Kapitalist toplum için her şeyden daha çok önemli olan biyopolitikaydı, biyolojik olandı, bedensel olandı, maddi olandı. Beden, biyopolitik bir gerçekliktir; tıp ise biyopolitik bir strateji.
İnsan sermayesinin geliştirilmesi, sömürülecek yeni alanların inşa edilmesine dayanır. Yani bu çerçevede "biyopolitika, çıktısının enfazlalaştırılması uğruna bireysel ve kolektif bedenlerin tıbbileştirilmesi manasına gelir"
Agamben'in entelektüel kaynakları arasında en temelde Aristoteles, Carl Schmitt, Martin Heidegger, Walter Benjamin ve Michel Foucault isimlerini saymak gerekir.
Agamben'in entelektüel veriminin doruk noktası kabul edilen Homo Sacer, bir açmazı temele alarak modern politik yaşamın kalbinde yatan egemenlik mantığını gözler önüne sermeye çalışır.
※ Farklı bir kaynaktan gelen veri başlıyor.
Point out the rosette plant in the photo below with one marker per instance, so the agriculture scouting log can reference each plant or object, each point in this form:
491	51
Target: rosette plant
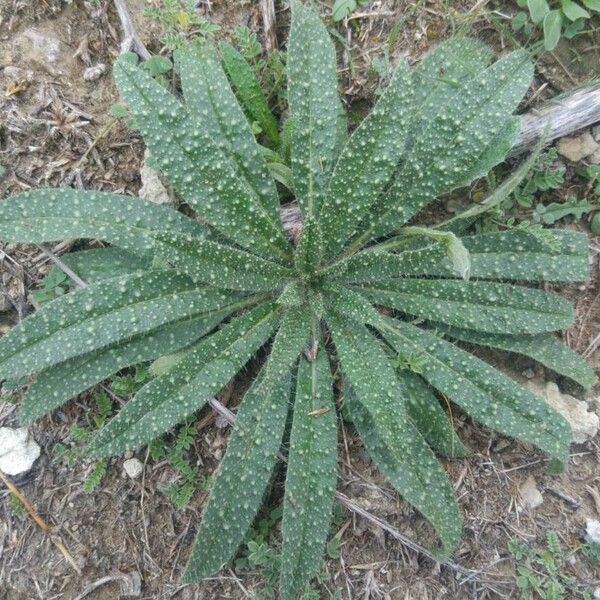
362	313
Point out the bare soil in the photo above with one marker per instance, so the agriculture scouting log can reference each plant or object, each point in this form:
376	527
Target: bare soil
56	129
Agamben'in felsefesinin temel amacı, açmazların nasıl işleme konduğunu göstermektir.
Agamben biyopolitikayı tamamen ölüm politikasına indirgemektedir. Foucault'nun ya da Hardt ve Negri'nin dikkati çektiği "üretici" veyahut "yaşatmaya dayanan" biyopolitik teknikler, büyük oranda Agamben'in tartışmasının dışında kalır.